At presentation to Auckland City Hospital she was clinically in left ventricular failure with a raised jugular venous pressure. Neurological examination disclosed features of a common peroneal nerve palsy, presumed to be a manifestation of mononeuritis multiplex. Investigations showed a leucocytosis with extreme eosinophilia (white cell count 28.3×109/l, eosinophils 13.3×109/l) and erythrocyte sedimentation rate of 40 mm/1st h. Renal function and liver function were normal. Troponin T was raised at 0.64 μg/l (normal <0.03 μg/l), indicating myocyte injury. She was antineutrophil cytoplasmic antibody and antinuclear antibody negative. There was moderate left ventricular impairment on echocardiogram, with an ejection fraction of 45% and a small pericardial effusion. Chest radiography showed cardiomegaly and a fine nodular pattern at the lung bases, which resolved after starting treatment. Attempts to confirm vasculitis on sural nerve and muscle biopsies were unsuccessful.

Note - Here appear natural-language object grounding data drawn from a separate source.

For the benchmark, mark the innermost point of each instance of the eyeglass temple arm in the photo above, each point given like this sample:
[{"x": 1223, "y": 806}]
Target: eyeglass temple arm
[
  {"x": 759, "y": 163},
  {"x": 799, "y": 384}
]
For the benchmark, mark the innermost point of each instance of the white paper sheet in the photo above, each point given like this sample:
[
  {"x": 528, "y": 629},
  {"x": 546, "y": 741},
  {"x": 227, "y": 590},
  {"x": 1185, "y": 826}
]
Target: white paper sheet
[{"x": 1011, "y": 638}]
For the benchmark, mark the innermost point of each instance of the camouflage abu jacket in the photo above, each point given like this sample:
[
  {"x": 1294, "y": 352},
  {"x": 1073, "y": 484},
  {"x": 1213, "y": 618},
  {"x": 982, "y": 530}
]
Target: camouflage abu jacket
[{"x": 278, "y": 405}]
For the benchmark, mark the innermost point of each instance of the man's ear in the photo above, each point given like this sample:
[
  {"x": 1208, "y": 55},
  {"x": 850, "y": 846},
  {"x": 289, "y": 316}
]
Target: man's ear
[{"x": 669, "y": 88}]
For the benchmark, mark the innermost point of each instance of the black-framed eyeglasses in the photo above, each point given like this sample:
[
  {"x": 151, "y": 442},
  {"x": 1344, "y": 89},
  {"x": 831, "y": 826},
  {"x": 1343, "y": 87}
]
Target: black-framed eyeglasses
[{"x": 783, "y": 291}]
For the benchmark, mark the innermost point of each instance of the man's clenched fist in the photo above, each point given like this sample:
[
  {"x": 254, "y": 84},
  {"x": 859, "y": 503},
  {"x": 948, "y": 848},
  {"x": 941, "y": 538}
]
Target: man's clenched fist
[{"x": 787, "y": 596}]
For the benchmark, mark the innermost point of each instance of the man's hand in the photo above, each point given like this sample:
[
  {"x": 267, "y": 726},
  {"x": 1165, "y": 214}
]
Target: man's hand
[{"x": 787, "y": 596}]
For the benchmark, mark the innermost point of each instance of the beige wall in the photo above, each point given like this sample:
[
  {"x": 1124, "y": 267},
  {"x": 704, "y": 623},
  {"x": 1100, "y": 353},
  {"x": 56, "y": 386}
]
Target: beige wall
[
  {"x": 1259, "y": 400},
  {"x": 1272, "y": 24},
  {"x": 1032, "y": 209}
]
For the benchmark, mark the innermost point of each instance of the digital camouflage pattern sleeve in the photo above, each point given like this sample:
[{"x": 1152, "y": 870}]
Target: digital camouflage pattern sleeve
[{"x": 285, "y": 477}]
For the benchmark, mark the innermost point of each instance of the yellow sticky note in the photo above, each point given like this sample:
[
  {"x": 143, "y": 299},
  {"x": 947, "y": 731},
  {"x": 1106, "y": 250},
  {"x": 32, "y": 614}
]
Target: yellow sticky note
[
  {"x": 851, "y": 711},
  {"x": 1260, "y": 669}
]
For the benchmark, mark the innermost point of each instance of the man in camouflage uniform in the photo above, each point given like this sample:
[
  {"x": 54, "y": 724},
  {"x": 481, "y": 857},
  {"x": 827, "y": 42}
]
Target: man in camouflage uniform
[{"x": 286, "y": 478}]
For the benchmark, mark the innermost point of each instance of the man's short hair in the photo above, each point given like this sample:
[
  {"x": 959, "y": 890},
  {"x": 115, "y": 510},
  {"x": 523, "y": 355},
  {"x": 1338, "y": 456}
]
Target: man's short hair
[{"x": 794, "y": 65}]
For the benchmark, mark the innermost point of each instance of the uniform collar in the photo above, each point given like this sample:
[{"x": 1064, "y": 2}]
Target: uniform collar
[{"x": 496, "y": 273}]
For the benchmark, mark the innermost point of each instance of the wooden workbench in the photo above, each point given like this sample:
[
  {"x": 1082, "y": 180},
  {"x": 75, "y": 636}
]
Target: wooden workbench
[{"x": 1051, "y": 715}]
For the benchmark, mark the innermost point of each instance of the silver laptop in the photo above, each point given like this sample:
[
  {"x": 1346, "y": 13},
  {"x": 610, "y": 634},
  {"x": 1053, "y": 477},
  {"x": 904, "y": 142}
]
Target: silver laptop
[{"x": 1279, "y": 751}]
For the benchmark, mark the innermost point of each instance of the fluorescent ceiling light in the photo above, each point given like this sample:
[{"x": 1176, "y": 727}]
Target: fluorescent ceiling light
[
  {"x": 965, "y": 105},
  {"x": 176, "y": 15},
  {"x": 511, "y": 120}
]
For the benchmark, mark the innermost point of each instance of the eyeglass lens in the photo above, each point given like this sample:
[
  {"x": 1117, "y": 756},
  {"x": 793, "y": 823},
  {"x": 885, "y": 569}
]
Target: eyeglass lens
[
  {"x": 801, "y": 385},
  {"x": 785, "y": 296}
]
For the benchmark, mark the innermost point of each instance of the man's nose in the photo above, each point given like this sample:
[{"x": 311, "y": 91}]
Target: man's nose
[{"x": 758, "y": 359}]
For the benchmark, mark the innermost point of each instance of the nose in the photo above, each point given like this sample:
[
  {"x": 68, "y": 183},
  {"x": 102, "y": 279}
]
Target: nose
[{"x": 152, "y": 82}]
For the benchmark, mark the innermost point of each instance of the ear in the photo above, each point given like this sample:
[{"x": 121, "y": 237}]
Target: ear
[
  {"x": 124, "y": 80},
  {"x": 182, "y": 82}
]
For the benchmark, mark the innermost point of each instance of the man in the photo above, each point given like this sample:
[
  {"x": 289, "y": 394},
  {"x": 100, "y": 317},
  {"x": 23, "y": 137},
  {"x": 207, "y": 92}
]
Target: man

This patient fulfilled American College of Rheumatology criteria for a diagnosis of Churg-Strauss syndrome (CSS).1 As there was evidence of cardiac injury, she scored 1 on the five factors score.2

She was treated with prednisone initially at 1 mg/kg (later tapered to 15 mg/day) and given monthly pulse cyclophosphamide at 0.5 mg/m2, to continue for 12 months according to the protocol proposed by Guillevin and Pagnoux.3 She has responded well symptomatically with normalisation of the eosinophil count and erythrocyte sedimentation rate. On echocardiography, the ejection fraction remains unchanged but the pericardial effusion has resolved.

DISCUSSION

Our patient’s experience raises several interesting points. To our knowledge, this is the first case reported in Australasia of CSS occurring in a patient who had received LRA treatment. A possible causal association between the use of zafirlukast and CSS was first suggested in 1998.4 The New Zealand Intensive Medicines Monitoring Programme has prospectively monitored adverse events in 1535 patients who received prescriptions for montelukast from 1999 to the present.5 Forty three adverse events were considered associated with montelukast, but these did not include CSS or related features. The annual incidence of CSS in patients with asthma has been estimated at 64.4 per million patients.6 Thus, any link between montelukast and CSS may not have been detected owing to the small size of the cohort as LRA have not been widely used in New Zealand.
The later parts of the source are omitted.